From AlphaFold to InertialAR overview

Background: Why Consider Autoregressive Models for 3D Molecule Generation?

1) Rethinking from AlphaFold2 and AlphaFold3 — Physical Constraints vs. Model Expressiveness.

The core physical modeling in AlphaFold2 is Invariant Point Attention (IPA). It exploits the fact that the inner product between the bases of pairwise rigidity frames is invariant to rotation and translation. (If readers are interested, we can open a dedicated series to discuss this in depth.) This is essentially a form of constrained modeling — it sacrifices model expressiveness in exchange for 100% SE(3) equivariance. AlphaFold3, on the other hand, actually abandons perfect symmetry properties, instead using data augmentation to let the model learn to handle data in different poses as much as possible. This amounts to giving up perfect equivariance in order to unleash the model’s expressiveness.

So, thinking further along this line: is it possible to guarantee equivariance while simultaneously preserving maximum model expressiveness? The answer is yes. Through a data preprocessing approach — for instance, calibrating small molecules according to their inertial frame — we ensure that all small molecules use a unified global coordinate system, namely their own inertial frame. In this way, coordinate vectors that are inherently equivariant become invariant coordinate vectors. The remaining question is simply how to choose a highly expressive model to model these invariant vectors.

2) Why Choose When You Can Have Both — How to Make Transformers Perceive 3D Structure.

Following this direction, a very natural question arises: how can we use the most expressive models currently dominating CV, NLP, and AIGC — such as the Transformer — to perceive 3D molecular structures? Transformers consist of three main modules: token embedding, positional encoding, and self-attention. Our natural choice here is to design the Transformer’s positional encoding so that it can perceive 3D structures (there are many interesting reasons behind this, which we plan to explore further in Part 2).

In terms of specific implementation, we drew inspiration from Jianlin Su’s RoPE. However, if we simply apply RoPE to a 3-channel coordinate space, it essentially computes the L1 norm, or Manhattan distance. Here, we introduce Nyström estimation to compute the L2 norm, i.e., the Euclidean distance.

3) The Biggest Challenge from a GenAI Perspective — Simultaneous Generation of Continuous and Discrete Data.
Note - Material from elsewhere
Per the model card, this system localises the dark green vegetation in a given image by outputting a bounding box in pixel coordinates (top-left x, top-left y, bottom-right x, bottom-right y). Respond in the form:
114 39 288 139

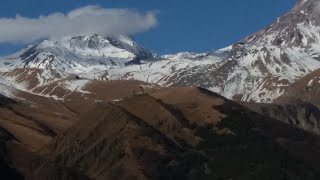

This is a problem unique to many scientific domains. For example, in classical systems, the atom types of small molecules are discrete variables, while coordinates are continuous variables. How to generate both of them well simultaneously is a non-trivial matter. Currently, the mainstream generative paradigm in the 3D molecular domain is the Diffusion Model, such as EDM, which excel at continuous variables (coordinates) but are fundamentally designed for continuous spaces and require additional tricks when handling discrete variables (atom types). More critically, diffusion models rely on multi-step iterative denoising, leading to slow sampling, and they are inherently not good at handling variable-length sequences. Furthermore, existing 3D molecular diffusion models typically rely on SE(3)-equivariant GNN as backbones. Such specialized architectures have an inherent architectural barrier against the mainstream Transformer paradigm used across text and image modalities, making it difficult to integrate them into the unified framework of multimodal foundation models.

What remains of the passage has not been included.